Lucien, who was as usual pacing round the table, took the tea towel out of Alexandra’s hands and replaced it with a handkerchief.

‘It wasn’t very clean,’ he whispered.

‘… not as clapped out as all that,’ repeated Vandoosler.

‘I told you, the car brought back memories!’ said Alexandra. ‘If you can understand why people run away, you can surely understand why they might want to sell their fucking car!’

‘Yes, indeed. But if these memories were so painful, why didn’t you get rid of the car sooner?’

‘Because … because you think twice about dumping the fucking memories!’ cried Alexandra.

‘A word of advice, Alexandra. Don’t say “fucking” twice to a policeman. With me, it doesn’t matter. But on Monday don’t do it. Leguennec won’t react, but he won’t like it. Don’t say “fucking” to him. Anyway you should never say it to a Breton, the Breton gets to say it to you. That’s the rule.’

‘So why did you call in Leguennec in the first place?’ asked Marc. ‘If he isn’t going to believe a blind word anyone says, and if he doesn’t like people saying “fucking” to him?’

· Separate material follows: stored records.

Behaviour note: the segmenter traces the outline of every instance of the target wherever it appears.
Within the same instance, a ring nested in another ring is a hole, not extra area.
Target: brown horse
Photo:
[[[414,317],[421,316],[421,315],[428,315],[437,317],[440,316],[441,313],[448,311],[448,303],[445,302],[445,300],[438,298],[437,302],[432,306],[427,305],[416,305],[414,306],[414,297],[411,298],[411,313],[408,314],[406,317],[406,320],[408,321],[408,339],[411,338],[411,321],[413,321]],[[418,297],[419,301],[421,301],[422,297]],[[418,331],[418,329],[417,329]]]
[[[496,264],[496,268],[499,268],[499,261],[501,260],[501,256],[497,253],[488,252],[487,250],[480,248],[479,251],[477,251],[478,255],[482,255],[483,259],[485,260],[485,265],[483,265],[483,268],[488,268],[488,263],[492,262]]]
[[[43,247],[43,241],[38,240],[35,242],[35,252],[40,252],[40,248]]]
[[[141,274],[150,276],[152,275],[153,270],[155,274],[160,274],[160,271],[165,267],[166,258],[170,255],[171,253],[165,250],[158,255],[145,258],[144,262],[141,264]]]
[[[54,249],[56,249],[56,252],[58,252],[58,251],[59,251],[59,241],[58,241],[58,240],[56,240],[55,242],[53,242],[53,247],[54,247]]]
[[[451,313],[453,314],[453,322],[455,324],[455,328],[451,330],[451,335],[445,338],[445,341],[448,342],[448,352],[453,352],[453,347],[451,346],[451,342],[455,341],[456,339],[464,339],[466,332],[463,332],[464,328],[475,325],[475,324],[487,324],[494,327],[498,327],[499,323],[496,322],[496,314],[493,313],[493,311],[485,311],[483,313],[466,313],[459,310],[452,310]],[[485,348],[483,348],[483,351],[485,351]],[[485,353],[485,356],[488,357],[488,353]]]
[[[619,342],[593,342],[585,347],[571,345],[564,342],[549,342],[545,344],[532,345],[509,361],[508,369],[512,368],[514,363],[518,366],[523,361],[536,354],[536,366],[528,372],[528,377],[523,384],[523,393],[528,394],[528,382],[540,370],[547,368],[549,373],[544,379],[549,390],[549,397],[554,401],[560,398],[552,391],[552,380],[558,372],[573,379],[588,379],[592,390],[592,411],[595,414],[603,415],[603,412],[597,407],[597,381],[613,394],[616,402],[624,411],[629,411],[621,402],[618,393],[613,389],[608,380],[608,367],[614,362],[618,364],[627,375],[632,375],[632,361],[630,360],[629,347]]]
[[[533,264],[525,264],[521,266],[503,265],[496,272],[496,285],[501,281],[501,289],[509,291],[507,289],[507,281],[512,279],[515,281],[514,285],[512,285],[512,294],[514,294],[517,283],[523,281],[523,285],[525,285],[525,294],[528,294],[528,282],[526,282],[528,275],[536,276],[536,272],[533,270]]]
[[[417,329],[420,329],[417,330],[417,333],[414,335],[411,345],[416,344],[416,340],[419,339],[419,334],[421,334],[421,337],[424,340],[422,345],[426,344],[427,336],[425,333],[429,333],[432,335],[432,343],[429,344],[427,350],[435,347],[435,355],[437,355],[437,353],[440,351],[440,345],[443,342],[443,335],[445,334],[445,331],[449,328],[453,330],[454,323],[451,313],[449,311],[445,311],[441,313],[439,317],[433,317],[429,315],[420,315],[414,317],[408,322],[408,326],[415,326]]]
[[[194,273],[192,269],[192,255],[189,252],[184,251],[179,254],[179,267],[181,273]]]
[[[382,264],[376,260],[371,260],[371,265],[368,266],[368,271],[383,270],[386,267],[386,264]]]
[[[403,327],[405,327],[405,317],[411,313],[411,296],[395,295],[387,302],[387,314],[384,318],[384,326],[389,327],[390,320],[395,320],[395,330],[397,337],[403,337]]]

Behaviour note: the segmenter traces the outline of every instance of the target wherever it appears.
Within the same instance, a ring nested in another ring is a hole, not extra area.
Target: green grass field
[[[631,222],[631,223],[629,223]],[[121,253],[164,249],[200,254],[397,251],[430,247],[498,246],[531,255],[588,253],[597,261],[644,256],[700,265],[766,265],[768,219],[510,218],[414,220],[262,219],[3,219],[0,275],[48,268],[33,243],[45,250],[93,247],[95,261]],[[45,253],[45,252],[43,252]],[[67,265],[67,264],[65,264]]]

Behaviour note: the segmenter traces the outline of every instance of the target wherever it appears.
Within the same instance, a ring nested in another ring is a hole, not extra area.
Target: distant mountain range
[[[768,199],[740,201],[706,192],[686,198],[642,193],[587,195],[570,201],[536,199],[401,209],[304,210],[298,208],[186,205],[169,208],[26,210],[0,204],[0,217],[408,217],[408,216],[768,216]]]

‘Because Leguennec is a good officer; because he’s a friend; because it was on his patch; because he will pick up all the possible clues for us; and because at the end of the day I’ll be able to do what I want with the clues. I’m talking about me, Armand Vandoosler.’

‘So you say,’ cried Marc.

‘Stop shouting, St Mark, it won’t get you to heaven, and stop interrupting me. I’ll continue. Alexandra, you gave up your job three weeks
ago, because of your plan to leave Lyon. You sent a postcard to your aunt with a star on it, and a rendezvous in Lyon. The whole family knows about the old affair with Stelios and they all know what a star would mean to Sophia. You get to Paris in the evening, you intercept your aunt and you tell her some story about Stelios being in Lyon, you take her off in your car, and you kill her. Right? You dump the body somewhere, in Fontainebleau forest, for instance, or Marly forest, whatever, in some remote spot, so that she won’t be found too quickly-because that will make it harder to date the time of death and alibis will be hard to disprove. And you go back to Lyon the next morning. Days pass, nothing in the papers. That’s fine, it’s what you wanted. But then you start to get anxious. The spot is too remote. No body, no inheritance. It’s time to come back again. You sell the car, you take care to explain that you would never take it to Paris, and you come up by train. You make sure somebody notices you, by sitting stupidly in the rain with the little boy, without even going to the nearest café for shelter. You certainly don’t want anyone to think that Sophia disappeared voluntarily. So you make a fuss, and the police enquiries start up again. You borrow your aunt’s car on Wednesday night, you go off to fetch the corpse, taking great care to leave no traces in the boot of the car-and that’s a painful task, you need plastic bags, protective material, various grisly details-and you transfer it to an abandoned old car in some street in a low-class district. You set it on fire, so as to destroy all trace of the handling, the transport and the plastic bags. You know that Sophia’s little good-luck stone will survive the fire. It had already survived the volcano that spewed it up. So, the job is done, the corpse is satisfactorily identified. You don’t officially borrow the car your uncle offers you until the next day. And then the story is that you just want to drive round in the night, without any special purpose. Or perhaps you wanted to cover up for the night when you
were
driving with a very precise purpose, just in case somebody saw you. And one more thing. Don’t look for your aunt’s car. It went off to the forensic lab to be examined yesterday morning.’